The CFO of Islandsbanki hf, Iceland’s second-largest bank, formed from the remnants of failed Glitnir Bank hf, said the financial institution plans to sell shares of the bank to investors in a Scandinavian capital or London.

Islandsbanki hf Chief Financial Officer Jon Omarsson spoke on the subject  in an October 16 interview with Bloomberg in Stockholm.

Anaysts note that bringing in new investors would benefit bondholders in the bank who snapped up assets after the collapse. It should be noted that Islandsbanki is now largely owned by the creditors of Glitnir Bank.

Iceland's Islandsbanki Considering First IPO Since 2008 Reorganization

Statement from Islandsbanki CFO

An offshore IPO and listing would bring an “obvious benefit for our owners,” Omarsson explained. “They’re not long-term owners of the bank.
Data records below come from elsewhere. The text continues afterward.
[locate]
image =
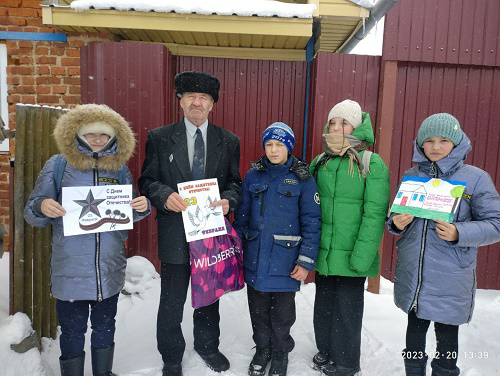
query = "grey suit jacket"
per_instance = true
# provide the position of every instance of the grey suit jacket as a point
(166, 164)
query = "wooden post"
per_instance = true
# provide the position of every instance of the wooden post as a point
(383, 133)
(44, 248)
(28, 230)
(18, 249)
(38, 302)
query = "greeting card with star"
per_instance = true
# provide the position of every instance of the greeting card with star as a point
(97, 209)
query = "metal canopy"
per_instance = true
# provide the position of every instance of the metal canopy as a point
(266, 38)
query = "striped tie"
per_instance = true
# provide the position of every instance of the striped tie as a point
(198, 169)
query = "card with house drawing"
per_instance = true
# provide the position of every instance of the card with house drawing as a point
(200, 219)
(428, 197)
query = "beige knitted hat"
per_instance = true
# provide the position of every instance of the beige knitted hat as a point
(348, 110)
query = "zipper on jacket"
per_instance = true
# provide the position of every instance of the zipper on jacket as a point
(97, 246)
(263, 196)
(420, 267)
(414, 305)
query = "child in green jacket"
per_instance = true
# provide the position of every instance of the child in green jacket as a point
(353, 185)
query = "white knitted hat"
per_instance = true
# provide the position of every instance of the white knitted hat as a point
(97, 127)
(348, 110)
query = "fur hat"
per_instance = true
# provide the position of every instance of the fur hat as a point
(197, 82)
(441, 125)
(279, 132)
(348, 110)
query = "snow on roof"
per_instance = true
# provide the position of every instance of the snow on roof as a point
(261, 8)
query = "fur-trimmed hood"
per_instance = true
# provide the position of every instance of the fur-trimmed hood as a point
(65, 134)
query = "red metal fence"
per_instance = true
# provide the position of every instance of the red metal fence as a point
(336, 77)
(254, 94)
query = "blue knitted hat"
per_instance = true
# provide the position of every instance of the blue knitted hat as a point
(279, 132)
(442, 125)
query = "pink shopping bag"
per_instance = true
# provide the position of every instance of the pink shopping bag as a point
(216, 267)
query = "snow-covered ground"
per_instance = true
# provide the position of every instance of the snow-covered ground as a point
(136, 355)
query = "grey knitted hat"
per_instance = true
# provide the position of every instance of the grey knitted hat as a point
(441, 125)
(347, 109)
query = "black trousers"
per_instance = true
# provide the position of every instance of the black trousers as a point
(206, 332)
(272, 315)
(73, 318)
(338, 315)
(446, 337)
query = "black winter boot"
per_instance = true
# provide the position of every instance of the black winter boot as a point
(320, 360)
(172, 370)
(437, 370)
(259, 361)
(336, 370)
(279, 364)
(217, 362)
(72, 367)
(102, 361)
(415, 367)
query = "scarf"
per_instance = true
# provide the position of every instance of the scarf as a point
(337, 144)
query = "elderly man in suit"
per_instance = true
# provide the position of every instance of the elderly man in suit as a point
(177, 153)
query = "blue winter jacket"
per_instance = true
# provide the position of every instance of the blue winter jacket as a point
(90, 266)
(279, 222)
(435, 277)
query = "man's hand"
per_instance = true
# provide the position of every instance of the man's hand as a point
(446, 231)
(52, 209)
(299, 273)
(139, 204)
(402, 220)
(175, 203)
(224, 203)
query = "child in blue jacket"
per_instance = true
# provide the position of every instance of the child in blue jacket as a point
(436, 267)
(279, 222)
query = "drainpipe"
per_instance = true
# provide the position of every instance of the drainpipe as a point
(309, 58)
(377, 12)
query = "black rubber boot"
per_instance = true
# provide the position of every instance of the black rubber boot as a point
(415, 367)
(279, 364)
(259, 361)
(72, 367)
(320, 360)
(102, 361)
(336, 370)
(217, 361)
(172, 370)
(437, 370)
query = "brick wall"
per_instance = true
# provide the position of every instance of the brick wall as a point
(45, 73)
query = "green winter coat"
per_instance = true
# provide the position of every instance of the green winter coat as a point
(353, 212)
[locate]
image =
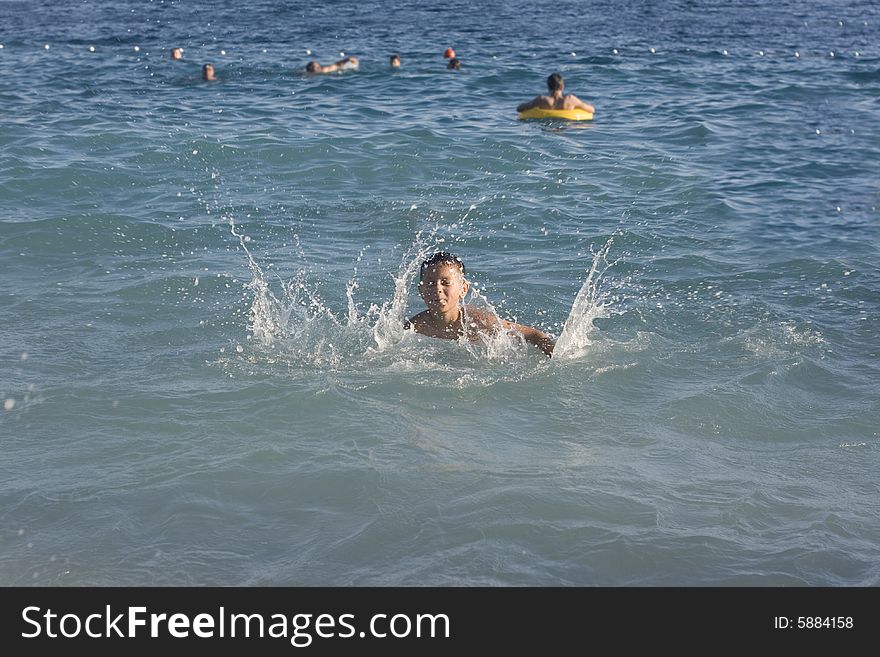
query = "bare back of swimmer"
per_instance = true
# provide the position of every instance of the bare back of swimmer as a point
(556, 98)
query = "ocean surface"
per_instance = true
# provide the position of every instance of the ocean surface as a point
(205, 378)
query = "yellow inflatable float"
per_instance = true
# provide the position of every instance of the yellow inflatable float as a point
(570, 115)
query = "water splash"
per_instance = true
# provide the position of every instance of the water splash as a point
(291, 321)
(574, 339)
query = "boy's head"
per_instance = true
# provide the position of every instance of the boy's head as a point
(442, 285)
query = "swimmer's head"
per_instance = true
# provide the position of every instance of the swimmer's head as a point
(441, 258)
(442, 284)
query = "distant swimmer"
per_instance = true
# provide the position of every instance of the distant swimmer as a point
(347, 64)
(442, 286)
(556, 99)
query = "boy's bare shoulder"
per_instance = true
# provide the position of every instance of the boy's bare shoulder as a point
(481, 319)
(415, 321)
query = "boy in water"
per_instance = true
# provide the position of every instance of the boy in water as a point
(556, 98)
(442, 286)
(348, 64)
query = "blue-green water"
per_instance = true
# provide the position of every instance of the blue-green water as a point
(205, 378)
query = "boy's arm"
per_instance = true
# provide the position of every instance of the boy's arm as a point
(533, 336)
(582, 105)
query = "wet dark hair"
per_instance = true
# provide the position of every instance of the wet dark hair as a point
(441, 258)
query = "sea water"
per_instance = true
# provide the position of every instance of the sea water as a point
(206, 380)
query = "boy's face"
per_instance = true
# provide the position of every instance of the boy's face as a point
(442, 287)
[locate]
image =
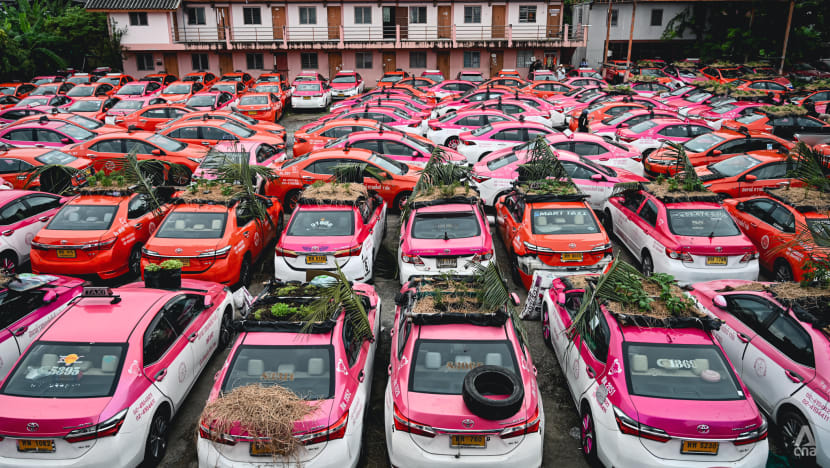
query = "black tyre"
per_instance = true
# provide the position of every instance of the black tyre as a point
(492, 380)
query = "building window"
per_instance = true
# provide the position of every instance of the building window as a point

They’d prefer to sell and would prefer a foreign currency.”

The plan for an IPO is, however, not yet definite.“Before we can go through with the listing we have to have clarity in terms of our ability to pay a foreign currency dividend,” he noted. “This needs to be clarified by the central bank to make sure we have full flexibility and can give investors the comfort that this is sustainable and that we can go into the future paying dividends.”
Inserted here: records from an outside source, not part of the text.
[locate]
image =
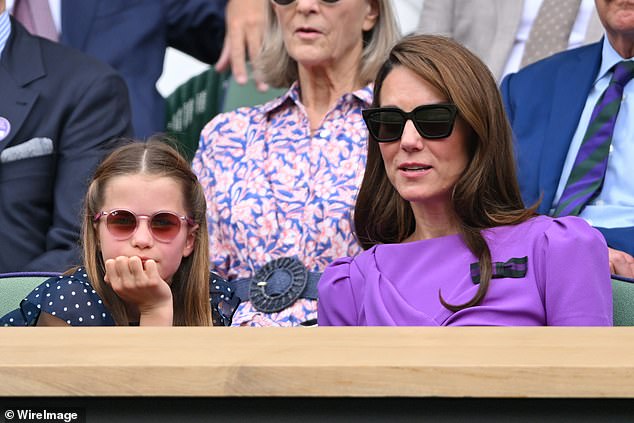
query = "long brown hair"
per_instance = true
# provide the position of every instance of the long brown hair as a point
(487, 193)
(190, 283)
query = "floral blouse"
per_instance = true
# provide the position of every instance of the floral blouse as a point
(274, 189)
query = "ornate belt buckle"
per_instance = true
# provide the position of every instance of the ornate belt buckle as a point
(278, 284)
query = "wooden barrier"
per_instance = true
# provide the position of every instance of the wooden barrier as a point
(318, 362)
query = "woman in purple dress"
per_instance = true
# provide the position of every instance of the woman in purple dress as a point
(447, 238)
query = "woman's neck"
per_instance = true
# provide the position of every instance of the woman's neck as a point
(321, 88)
(433, 221)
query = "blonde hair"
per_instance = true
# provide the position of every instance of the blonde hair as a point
(280, 70)
(190, 283)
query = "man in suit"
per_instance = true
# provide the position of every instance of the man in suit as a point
(496, 30)
(59, 110)
(550, 104)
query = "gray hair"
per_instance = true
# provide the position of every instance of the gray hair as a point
(279, 70)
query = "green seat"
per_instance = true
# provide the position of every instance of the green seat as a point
(237, 95)
(623, 294)
(191, 106)
(14, 287)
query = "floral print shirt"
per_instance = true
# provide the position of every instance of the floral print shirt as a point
(275, 189)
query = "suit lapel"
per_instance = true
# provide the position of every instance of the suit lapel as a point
(574, 80)
(77, 18)
(21, 64)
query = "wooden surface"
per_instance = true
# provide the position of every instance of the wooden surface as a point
(318, 362)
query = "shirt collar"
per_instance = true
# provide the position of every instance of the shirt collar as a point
(609, 58)
(5, 30)
(364, 95)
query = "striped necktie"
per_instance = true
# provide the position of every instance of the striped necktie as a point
(586, 178)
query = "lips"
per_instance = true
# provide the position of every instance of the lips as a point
(308, 30)
(414, 167)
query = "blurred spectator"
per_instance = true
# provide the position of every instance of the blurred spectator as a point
(281, 178)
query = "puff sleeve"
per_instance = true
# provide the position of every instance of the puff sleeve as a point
(574, 274)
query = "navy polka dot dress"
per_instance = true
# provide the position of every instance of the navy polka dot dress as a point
(72, 299)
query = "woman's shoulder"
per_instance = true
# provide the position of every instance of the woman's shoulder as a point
(568, 227)
(350, 267)
(239, 120)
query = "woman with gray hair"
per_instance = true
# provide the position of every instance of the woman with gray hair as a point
(281, 178)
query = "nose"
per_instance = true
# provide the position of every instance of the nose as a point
(142, 237)
(306, 6)
(411, 139)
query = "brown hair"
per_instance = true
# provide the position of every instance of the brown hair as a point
(190, 283)
(487, 193)
(280, 70)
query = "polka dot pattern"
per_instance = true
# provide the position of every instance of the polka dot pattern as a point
(69, 298)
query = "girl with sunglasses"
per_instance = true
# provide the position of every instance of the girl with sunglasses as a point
(145, 249)
(446, 235)
(281, 178)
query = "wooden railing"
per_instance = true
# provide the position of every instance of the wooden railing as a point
(318, 362)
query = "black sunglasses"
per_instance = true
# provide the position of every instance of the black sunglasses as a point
(287, 2)
(432, 121)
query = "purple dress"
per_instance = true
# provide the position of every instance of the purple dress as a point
(548, 272)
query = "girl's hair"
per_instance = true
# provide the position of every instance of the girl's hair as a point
(487, 193)
(190, 283)
(280, 70)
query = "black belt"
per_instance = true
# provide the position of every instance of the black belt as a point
(278, 284)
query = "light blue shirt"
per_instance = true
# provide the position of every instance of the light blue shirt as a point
(5, 30)
(614, 206)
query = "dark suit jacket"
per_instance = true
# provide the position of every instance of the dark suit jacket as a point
(132, 35)
(544, 102)
(51, 91)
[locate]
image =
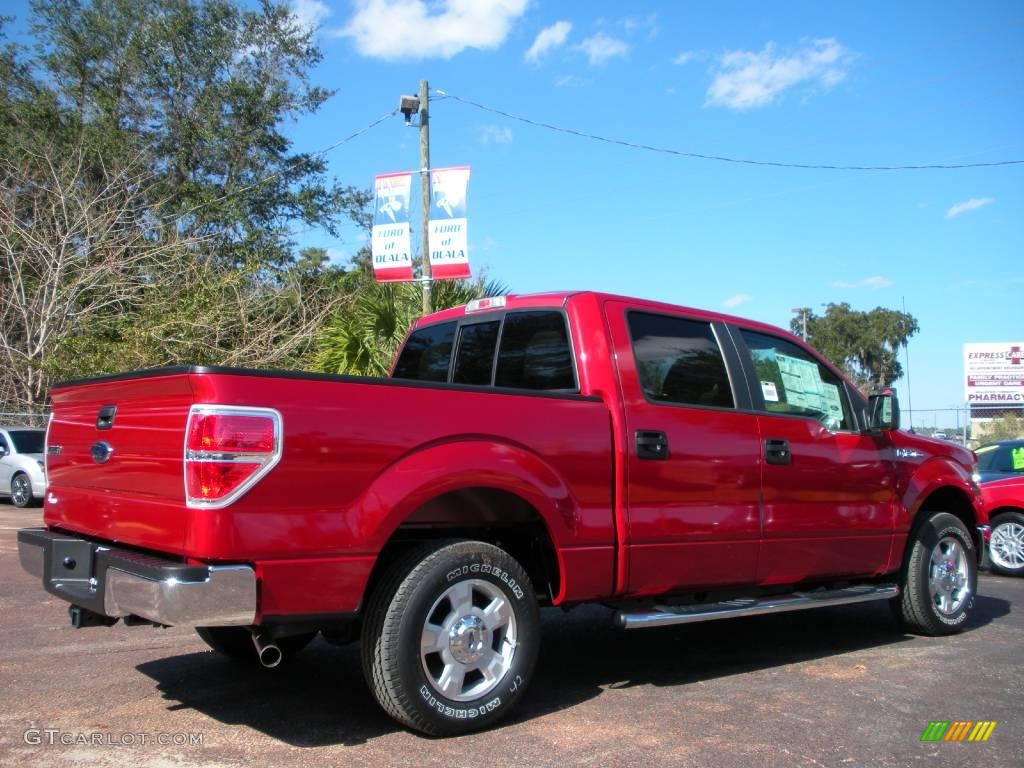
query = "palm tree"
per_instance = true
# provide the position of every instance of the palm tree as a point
(363, 337)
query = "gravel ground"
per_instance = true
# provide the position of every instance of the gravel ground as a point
(830, 687)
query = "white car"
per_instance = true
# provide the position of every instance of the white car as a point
(22, 474)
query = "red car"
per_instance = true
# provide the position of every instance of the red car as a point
(1005, 505)
(676, 464)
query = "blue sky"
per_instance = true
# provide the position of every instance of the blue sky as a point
(865, 83)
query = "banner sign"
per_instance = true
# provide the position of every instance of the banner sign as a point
(392, 253)
(993, 374)
(449, 235)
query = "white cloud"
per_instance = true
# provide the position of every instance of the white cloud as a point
(876, 281)
(309, 13)
(969, 205)
(570, 81)
(738, 299)
(748, 79)
(600, 47)
(415, 29)
(493, 134)
(549, 38)
(649, 24)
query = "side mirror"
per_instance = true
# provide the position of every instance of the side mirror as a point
(883, 412)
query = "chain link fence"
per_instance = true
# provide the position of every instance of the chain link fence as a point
(967, 425)
(8, 419)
Iceland active in bond markets

Last year, Reykjavik-based Arion Banki hf, created from from the domestic assets of failed Kaupthing, had a successful bond sale to Norwegian investors of a 500 million krone ($76 million) note maturing in 2016.
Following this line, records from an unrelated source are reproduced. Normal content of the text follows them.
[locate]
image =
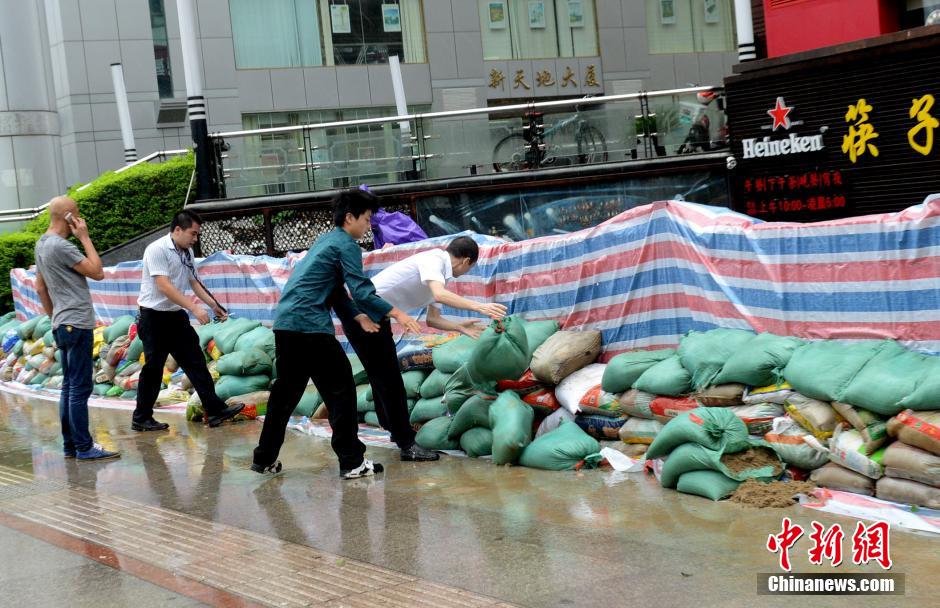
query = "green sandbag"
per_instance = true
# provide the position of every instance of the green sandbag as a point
(231, 386)
(626, 368)
(511, 423)
(694, 457)
(451, 355)
(473, 413)
(760, 362)
(887, 379)
(119, 328)
(709, 484)
(42, 326)
(309, 402)
(667, 377)
(926, 395)
(433, 435)
(250, 362)
(537, 332)
(433, 386)
(705, 353)
(822, 370)
(227, 336)
(25, 330)
(372, 419)
(561, 449)
(261, 338)
(501, 353)
(427, 409)
(413, 381)
(715, 428)
(135, 350)
(477, 442)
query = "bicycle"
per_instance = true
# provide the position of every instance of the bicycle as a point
(509, 154)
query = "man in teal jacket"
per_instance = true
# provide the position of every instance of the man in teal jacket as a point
(305, 341)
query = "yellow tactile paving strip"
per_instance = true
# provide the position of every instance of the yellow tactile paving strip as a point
(227, 558)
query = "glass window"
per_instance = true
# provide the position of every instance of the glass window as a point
(161, 49)
(690, 26)
(276, 33)
(358, 32)
(536, 29)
Less than two weeks ago, ratings agency Standard & Poor’s boosted its outlook on the BB+ rating it holds on all three Icelandic banks to “positive” from “stable,” signaling the possibility of a future upgrade. S&P said it “expects a continued improvement in the banking system’s asset quality.”

Icelandic banks are dipping in to the bond markets as Iceland’s economy outpaces most of the rest of Europe. The IMF has been effusive with its praise for Iceland’s government economic policies, including the ongoing application of capital controls to prevent a currency collapse. Iceland sold 750 million euros of six-year Eurobonds in July and has also sold dollar bonds since the financial crisis.

Of note, the nation’s central bank projects that Iceland’s gross domestic product will grow by 3.4% this year and 3.9% in 2015.